[PATCH v2 10/13] posix: Improve thread safety of functions using environ with execveat
Adhemerval Zanella Netto
adhemerval.zanella@linaro.org
Wed Nov 27 20:01:05 GMT 2024
On 28/07/24 16:03, Florian Weimer wrote:
> The environment snapshot is stored on the stack, for easy
> memory management if vfork is involved.
> ---
> posix/execveat.c | 27 ++-
> stdlib/Makefile | 18 +-
> stdlib/environ_single_threaded_no_snapshot.c | 40 ++++
> stdlib/setenv.h | 24 +-
> stdlib/tst-environ-execl.c | 35 +++
> stdlib/tst-environ-snapshot-skeleton.c | 218 +++++++++++++++++++
> 6 files changed, 354 insertions(+), 8 deletions(-)

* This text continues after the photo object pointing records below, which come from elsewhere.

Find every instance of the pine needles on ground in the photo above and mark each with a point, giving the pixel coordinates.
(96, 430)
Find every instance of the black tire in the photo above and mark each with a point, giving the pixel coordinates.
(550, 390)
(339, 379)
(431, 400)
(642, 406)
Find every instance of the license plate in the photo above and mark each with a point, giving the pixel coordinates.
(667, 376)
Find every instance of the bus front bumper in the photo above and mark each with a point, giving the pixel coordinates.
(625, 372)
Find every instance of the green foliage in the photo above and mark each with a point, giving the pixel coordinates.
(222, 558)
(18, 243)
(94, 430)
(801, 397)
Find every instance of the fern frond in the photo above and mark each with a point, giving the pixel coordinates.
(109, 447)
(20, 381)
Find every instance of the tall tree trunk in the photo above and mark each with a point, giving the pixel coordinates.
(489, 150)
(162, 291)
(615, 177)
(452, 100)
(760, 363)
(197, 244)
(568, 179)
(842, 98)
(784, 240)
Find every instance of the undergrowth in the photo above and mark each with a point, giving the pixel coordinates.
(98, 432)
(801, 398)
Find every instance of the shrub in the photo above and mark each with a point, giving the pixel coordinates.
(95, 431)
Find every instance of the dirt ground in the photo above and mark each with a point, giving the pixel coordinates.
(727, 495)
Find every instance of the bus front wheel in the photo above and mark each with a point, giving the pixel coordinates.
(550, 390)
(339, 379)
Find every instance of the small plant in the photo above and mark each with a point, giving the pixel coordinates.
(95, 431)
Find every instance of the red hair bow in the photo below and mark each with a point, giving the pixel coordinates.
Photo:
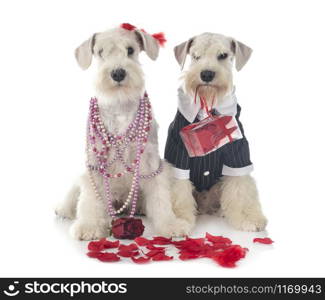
(160, 37)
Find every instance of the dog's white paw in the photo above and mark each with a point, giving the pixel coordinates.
(65, 212)
(174, 228)
(86, 232)
(253, 222)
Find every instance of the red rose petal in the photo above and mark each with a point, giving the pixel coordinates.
(102, 244)
(160, 240)
(109, 244)
(153, 253)
(228, 257)
(161, 256)
(94, 254)
(141, 241)
(108, 257)
(124, 253)
(266, 241)
(130, 247)
(152, 247)
(217, 239)
(95, 246)
(141, 260)
(187, 255)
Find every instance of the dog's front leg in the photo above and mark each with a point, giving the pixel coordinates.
(92, 221)
(240, 204)
(158, 203)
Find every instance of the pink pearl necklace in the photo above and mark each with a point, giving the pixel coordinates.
(99, 144)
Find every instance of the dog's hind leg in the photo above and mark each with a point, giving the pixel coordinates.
(67, 208)
(92, 221)
(184, 204)
(159, 208)
(240, 204)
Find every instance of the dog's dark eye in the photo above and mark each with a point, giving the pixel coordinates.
(130, 51)
(222, 56)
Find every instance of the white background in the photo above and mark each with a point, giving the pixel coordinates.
(44, 102)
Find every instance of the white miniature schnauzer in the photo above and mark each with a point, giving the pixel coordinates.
(221, 178)
(119, 89)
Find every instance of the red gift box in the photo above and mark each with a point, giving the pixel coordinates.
(210, 134)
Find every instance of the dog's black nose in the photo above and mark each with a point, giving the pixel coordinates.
(118, 74)
(207, 75)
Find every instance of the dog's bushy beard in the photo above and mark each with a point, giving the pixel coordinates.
(207, 95)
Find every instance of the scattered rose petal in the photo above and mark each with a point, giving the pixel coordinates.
(108, 257)
(102, 244)
(125, 253)
(160, 240)
(267, 241)
(228, 257)
(187, 255)
(94, 254)
(217, 239)
(152, 247)
(153, 253)
(140, 260)
(130, 247)
(141, 241)
(218, 248)
(161, 256)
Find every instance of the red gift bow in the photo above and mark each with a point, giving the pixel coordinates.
(221, 130)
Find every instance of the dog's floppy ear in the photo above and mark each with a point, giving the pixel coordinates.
(84, 52)
(147, 43)
(242, 53)
(181, 52)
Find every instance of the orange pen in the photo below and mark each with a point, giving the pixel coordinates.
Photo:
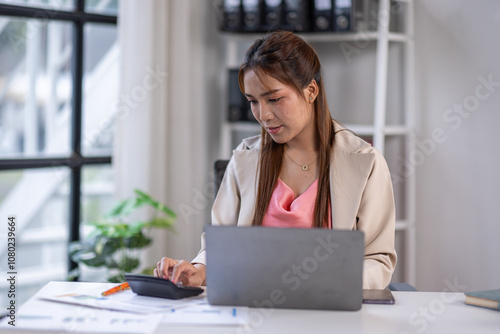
(121, 287)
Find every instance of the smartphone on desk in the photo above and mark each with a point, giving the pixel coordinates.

> create mode 100644 stdlib/environ_single_threaded_no_snapshot.c
> create mode 100644 stdlib/tst-environ-execl.c
> create mode 100644 stdlib/tst-environ-snapshot-skeleton.c
>
> diff --git a/posix/execveat.c b/posix/execveat.c
> index 110177ea54..2cd275d02a 100644
> --- a/posix/execveat.c
> +++ b/posix/execveat.c
> @@ -21,15 +21,38 @@
> #include <unistd.h>
>
> #include <arch-execveat.h>
> +#include <stdlib/setenv.h>
>
> /* Replace the current process, executing PATH relative to difrd with
> arguments argv and environment envp.
> argv and envp are terminated by NULL pointers. */
> int
> -__execveat (int dirfd, const char *path, char *const argv[], char *const envp[],
> +__execveat (int dirfd, const char *path, char *const *argv, char *const *envp,
> int flags)
> {
> - return __arch_execveat (dirfd, path, argv, envp, flags);
> + if (envp == NULL || envp != __environ
Wouldn't 'envp != __environ' already handle the 'envp == NULL', assuming
that __environ is always non-NULL?
> + || !__environ_is_from_array_list ((char **) envp)

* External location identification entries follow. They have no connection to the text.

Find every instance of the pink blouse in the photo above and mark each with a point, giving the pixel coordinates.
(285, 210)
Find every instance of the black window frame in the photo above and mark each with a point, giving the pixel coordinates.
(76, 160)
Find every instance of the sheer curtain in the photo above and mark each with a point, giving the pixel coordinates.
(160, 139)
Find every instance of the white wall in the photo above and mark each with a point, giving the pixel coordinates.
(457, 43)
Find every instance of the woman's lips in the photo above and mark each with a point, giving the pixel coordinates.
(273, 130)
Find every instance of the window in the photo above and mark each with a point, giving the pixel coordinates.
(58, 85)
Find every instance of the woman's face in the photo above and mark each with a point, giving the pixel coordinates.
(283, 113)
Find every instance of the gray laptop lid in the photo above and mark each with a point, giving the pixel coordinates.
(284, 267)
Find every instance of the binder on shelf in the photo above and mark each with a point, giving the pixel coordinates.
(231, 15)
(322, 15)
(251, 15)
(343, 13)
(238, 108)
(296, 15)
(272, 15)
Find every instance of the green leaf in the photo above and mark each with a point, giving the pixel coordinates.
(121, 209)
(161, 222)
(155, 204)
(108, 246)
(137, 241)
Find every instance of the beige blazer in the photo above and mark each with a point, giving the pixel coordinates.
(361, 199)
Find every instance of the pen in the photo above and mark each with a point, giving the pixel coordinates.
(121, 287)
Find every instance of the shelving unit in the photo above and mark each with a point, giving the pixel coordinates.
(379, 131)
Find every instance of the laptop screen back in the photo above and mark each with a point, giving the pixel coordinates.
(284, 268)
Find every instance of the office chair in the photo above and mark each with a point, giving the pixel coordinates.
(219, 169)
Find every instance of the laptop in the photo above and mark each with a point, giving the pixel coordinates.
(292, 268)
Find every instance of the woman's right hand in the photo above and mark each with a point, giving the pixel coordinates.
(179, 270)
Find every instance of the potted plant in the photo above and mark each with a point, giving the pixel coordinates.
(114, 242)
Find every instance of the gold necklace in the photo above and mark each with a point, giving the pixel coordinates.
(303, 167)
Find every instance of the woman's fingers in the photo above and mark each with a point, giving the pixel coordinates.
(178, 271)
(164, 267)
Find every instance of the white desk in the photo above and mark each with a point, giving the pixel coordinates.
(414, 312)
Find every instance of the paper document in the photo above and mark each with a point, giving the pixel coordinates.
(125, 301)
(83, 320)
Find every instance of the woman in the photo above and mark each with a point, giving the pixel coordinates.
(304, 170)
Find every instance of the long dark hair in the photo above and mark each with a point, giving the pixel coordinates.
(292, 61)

> + || __environ_single_threaded_no_snapshot (envp))
> + return __arch_execveat (dirfd, path, argv, envp, flags);
> +
> + size_t env_size = ENVIRON_STACK_SNAPSHOT_SIZE;
The size here is only the initial size, so maybe name it hinting it?
> +
> + while (true)
> + {
> + /* Using an on-stack buffer is not ideal, but it is the most
> + practical way to avoid memory leaks with vfork: New mappings
> + created before the execveat call will be preserved in the
> + original process before the vfork call even if the execve at
> + call succeeds and replaces the current process. */
Can't we use MADV_DONTFORK here? There still the small windows between
mmap return and madvise call, but I am not very confident that adding a possible
unbounded dynamic stack allocation is best way forward here.
> + ++env_size; /* Make room for the null terminator. */
> + char *env_copy[env_size];
> + size_t env_count = __getenvarray (env_copy, env_size);
> + if (env_count < env_size)
> + return __arch_execveat (dirfd, path, argv, env_copy, flags);
> +
> + /* Retry with larger buffer. */
> + env_size = env_count;
> + }
> }
>
> weak_alias (__execveat, execveat)
> diff --git a/stdlib/Makefile b/stdlib/Makefile
> index e1f1848439..498ec15e91 100644
> --- a/stdlib/Makefile
> +++ b/stdlib/Makefile
> @@ -72,6 +72,7 @@ routines := \
> drand48 \
> drand48-iter \
> drand48_r \
> + environ_single_threaded_no_snapshot \
> erand48 \
> erand48_r \
> exit \
> @@ -374,11 +375,20 @@ tests-container := \
> tst-system \
> #tests-container
>
> +# These tests re-exec themselves, so they need to be linked
> +# statically, or use harcoded paths.
> +tests-with-reexec := \
> + tst-environ-execl \
> + # tests-with-reexec
> +tests += $(tests-with-reexec)
> +
> ifeq ($(build-hardcoded-path-in-tests),yes)
> tests += \
> tst-empty-env \
> # tests
> -endif
> +else # !$(build-hardcoded-path-in-tests)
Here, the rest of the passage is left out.